Knowledge Distillation for Enhancing Walmart E-commerce Search Relevance Using Large Language Models

Paper · arXiv 2505.07105 · Published May 11, 2025

While large language models (LLMs) offer superior ranking capabilities, it is challenging to deploy LLMs in real-time systems due to the high-latency requirements. To leverage the ranking power of LLMs while meeting the low-latency demands of production systems, we propose a novel framework that distills a highperforming LLM into a more efficient, low-latency student model. To help the student model learn more effectively from the teacher model, we first train the teacher LLM as a classification model with soft targets. Then, we train the student model to capture the relevance margin between pairs of products for a given query using mean squared error loss. Instead of using the same training data as the teacher model, we significantly expand the student model’s dataset by generating unlabeled data and labeling it with the teacher model’s predictions. Experimental results show that the student model’s performance continues to improve as the size of the augmented training data increases. In fact, with enough augmented data, the student model can outperform the teacher model. The student model has been successfully deployed in production at Walmart.com with significantly positive metrics.

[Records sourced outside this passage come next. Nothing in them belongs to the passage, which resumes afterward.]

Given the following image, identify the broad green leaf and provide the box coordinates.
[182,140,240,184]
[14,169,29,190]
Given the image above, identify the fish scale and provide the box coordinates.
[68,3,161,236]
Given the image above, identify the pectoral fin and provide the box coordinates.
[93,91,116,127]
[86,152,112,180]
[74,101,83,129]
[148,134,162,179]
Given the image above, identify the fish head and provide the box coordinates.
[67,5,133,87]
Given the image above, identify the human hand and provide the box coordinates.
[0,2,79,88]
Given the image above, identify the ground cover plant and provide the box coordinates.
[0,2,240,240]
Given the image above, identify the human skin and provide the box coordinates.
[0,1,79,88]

Product search ranking engine typically comprises two main stages: the retrieval stage where a set of relevant products candidates is retrieved from the product catalog to form the recall set, the rerank stage where the candidates obtained from the previous stage are re-ranked to form a ranked product list to be shown to customers.

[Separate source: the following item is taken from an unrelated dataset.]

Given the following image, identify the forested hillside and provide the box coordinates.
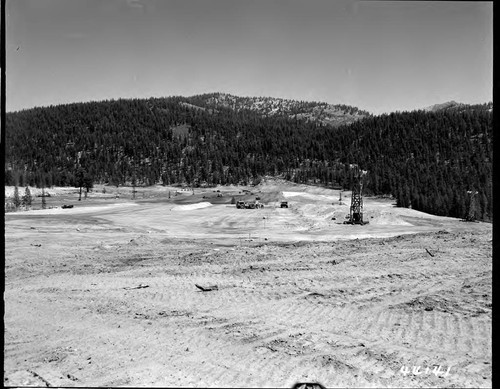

The embedding-based two tower model has become an important approach in the retrieval stage of e-commerce search engines, especially the bi-encoder which uses transformer-encoded representations. Bi-encoder models learn embedding representations for search queries and products from training data. At retrieval time, semantically similar items are retrieved based on simple similarity metrics, such as the cosine similarity between the query and the item. Since the query and document embeddings are learned through separate models, this approach allows the embeddings to be precomputed offline with minimal computational overhead and low latency [1, 37]. In contrast, the cross-encoder model takes the query and item text as input and directly outputs a prediction. Although bi-encoder approaches are typically much faster, they are generally less effective than cross-encoder methods [31, 33]. By concatenating query and item as input, the cross-encoder model can benefit from the attention mechanism across all tokens in the inputs, thus capturing interactions between query and item text. As a result, the trade-off with bi-encoders involves sacrificing the model’s effectiveness for large latency gain. The retrieval stage has strict latency requirements as it needs to search through millions of products in the product catalog. However, the downstream re-rank stage only ranks the products retrieved during the retrieval stage, allowing it to afford more relaxed latency requirements compared to the retrieval stage.

Our previous production model is the first ranking model with a cross-encoder (XE) feature that can better understand the relevance of items to search queries. In this work, we present our our enhanced BERT-Base (𝐵𝐸𝑅𝑇Base) model with cross-encoder architecture, optimized through knowledge distillation from LLMs on an augmented large-scale training dataset.